Other Guitar Clinic Spin-offs are the Peg Head (Mike Spicer's shop) and Lou's Music (Owned by Lou Furlanetto, George's brother).


----------



## faracaster (Mar 9, 2006)

Geez , contrary to other people's experience here. I would take a repair like that to no other place than the 12th Fret. They have done some incredible work for me there that far outdistance the problem you have. Including doing a very similar repair to a 54' Les Paul Custom I had so long ago. 
Just my 0.02 cents.

Pete


----------



## rippinglickfest (Jan 1, 2006)

*The Elitist Fret*



Metal#J# said:


> As far as repairs go, I've not had good luck at the 12th fret. They put a chip in my headstock with a file while fixing the nut on my PRS and tried to paint it without telling me.
> Not to mention there's sort of an elitist attitude among their employees.
> 
> Everytime I go in there I feel like:sport-smiley-002:


You know what.....................I called the 12th fret regarding fingerboard cracks and I got the same attitude on the phone. 
I'm having second thoughts about dealing with them.


----------



## Lemmy Hangslong (May 11, 2006)

Sorry to hear about your GM LP bro... my cousin is a vintage restoration and repair anything kinda guitar magician... unfortunatly he is not close to you. I've seen much worse than that be repaired to an almost un-noticable state. Keep every piece of the break and the right person will do magic... just make sure it's the right person... in other words take your time and get it done right the first time. Good Luck

Craig


----------



## bRian (Jul 3, 2006)

There is a guy in Cole Harbour, Nova Scotia who is a master at this type of repair; Zane O'Brien, owner of Legend Guitars. I had a crack repaired in an acoustic, he did a flawless job. He is definitely worth the cost of shipping. He is excellent to deal with. Send him some pics to get a quote for reference if anything else. He comes very highly recommended in my area.
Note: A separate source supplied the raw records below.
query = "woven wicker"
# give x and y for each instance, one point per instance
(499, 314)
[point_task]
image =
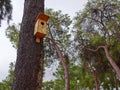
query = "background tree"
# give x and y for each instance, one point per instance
(97, 25)
(29, 64)
(5, 10)
(6, 84)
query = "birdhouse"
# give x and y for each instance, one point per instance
(40, 26)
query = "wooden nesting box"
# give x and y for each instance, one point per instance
(40, 26)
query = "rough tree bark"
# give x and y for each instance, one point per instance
(29, 64)
(111, 61)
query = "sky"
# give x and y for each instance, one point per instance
(7, 52)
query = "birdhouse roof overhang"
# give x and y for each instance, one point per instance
(42, 16)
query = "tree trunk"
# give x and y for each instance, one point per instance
(29, 64)
(116, 83)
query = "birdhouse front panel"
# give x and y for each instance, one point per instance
(40, 28)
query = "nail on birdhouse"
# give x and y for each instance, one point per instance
(40, 26)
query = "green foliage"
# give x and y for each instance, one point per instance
(5, 10)
(98, 24)
(58, 24)
(6, 84)
(12, 32)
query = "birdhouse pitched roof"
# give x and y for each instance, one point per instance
(42, 16)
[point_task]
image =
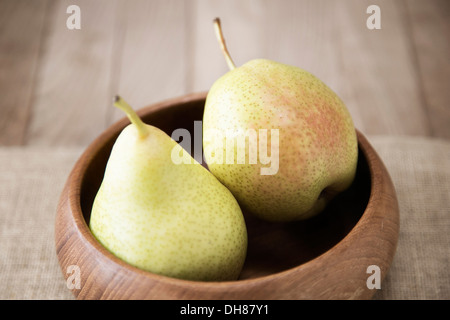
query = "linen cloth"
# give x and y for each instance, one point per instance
(32, 178)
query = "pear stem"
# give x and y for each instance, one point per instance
(223, 46)
(132, 115)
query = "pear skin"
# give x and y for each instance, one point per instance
(317, 146)
(171, 219)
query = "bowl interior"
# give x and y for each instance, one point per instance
(272, 247)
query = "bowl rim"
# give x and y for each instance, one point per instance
(75, 182)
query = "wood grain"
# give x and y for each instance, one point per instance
(153, 55)
(21, 35)
(429, 22)
(57, 83)
(73, 82)
(323, 258)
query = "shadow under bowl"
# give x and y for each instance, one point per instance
(325, 257)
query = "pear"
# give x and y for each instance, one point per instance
(315, 145)
(171, 219)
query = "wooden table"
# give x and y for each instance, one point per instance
(56, 84)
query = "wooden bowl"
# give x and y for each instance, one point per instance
(326, 257)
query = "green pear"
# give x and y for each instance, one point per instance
(171, 219)
(313, 141)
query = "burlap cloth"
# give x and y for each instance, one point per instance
(31, 180)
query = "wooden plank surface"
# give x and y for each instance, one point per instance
(430, 28)
(57, 84)
(72, 89)
(21, 27)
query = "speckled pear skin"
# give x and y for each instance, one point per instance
(318, 149)
(174, 220)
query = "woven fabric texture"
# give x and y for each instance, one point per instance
(31, 180)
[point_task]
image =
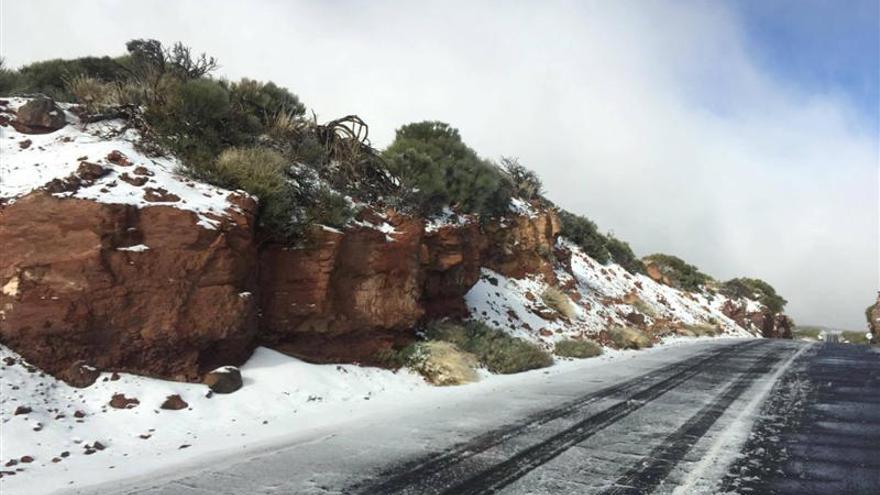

http://www.legendguitars.com/navi.php


----------



## Robert1950 (Jan 21, 2006)

Guitars Canada Guy - could you please delete this thread. It causes me severe pain/heartache every time I see it.


----------



## GuitarsCanada (Dec 30, 2005)

Just think of the pain it is causing me


----------



## peter benn (Mar 29, 2007)

*just dropped my Gary Moore*

I've had good experiences with Capsule.

Peter


----------



## cougar2 (Mar 10, 2007)

Guitars Canada,
How far south do you want to go? I’m in Chatham and this kind of job is no problem. I can make that thing look like the axedent never happened! I get work (repairs) from as far as California to Nova Scotia. If you would like refrences, just let me know.
Dennis


----------



## GuitarsCanada (Dec 30, 2005)

Thanks for the offer. Chatham is not out of the question. I drive to Michigan a few times a month for work, can always take a diversion.


----------



## dolphinstreet (Sep 11, 2006)

Oh man, what a bummer to drop it! Hope you can get it takencare of without it costing you a fortune.


----------



## cougar2 (Mar 10, 2007)

GuitarsCanada said:


> Thanks for the offer. Chatham is not out of the question. I drive to Michigan a few times a month for work, can always take a diversion.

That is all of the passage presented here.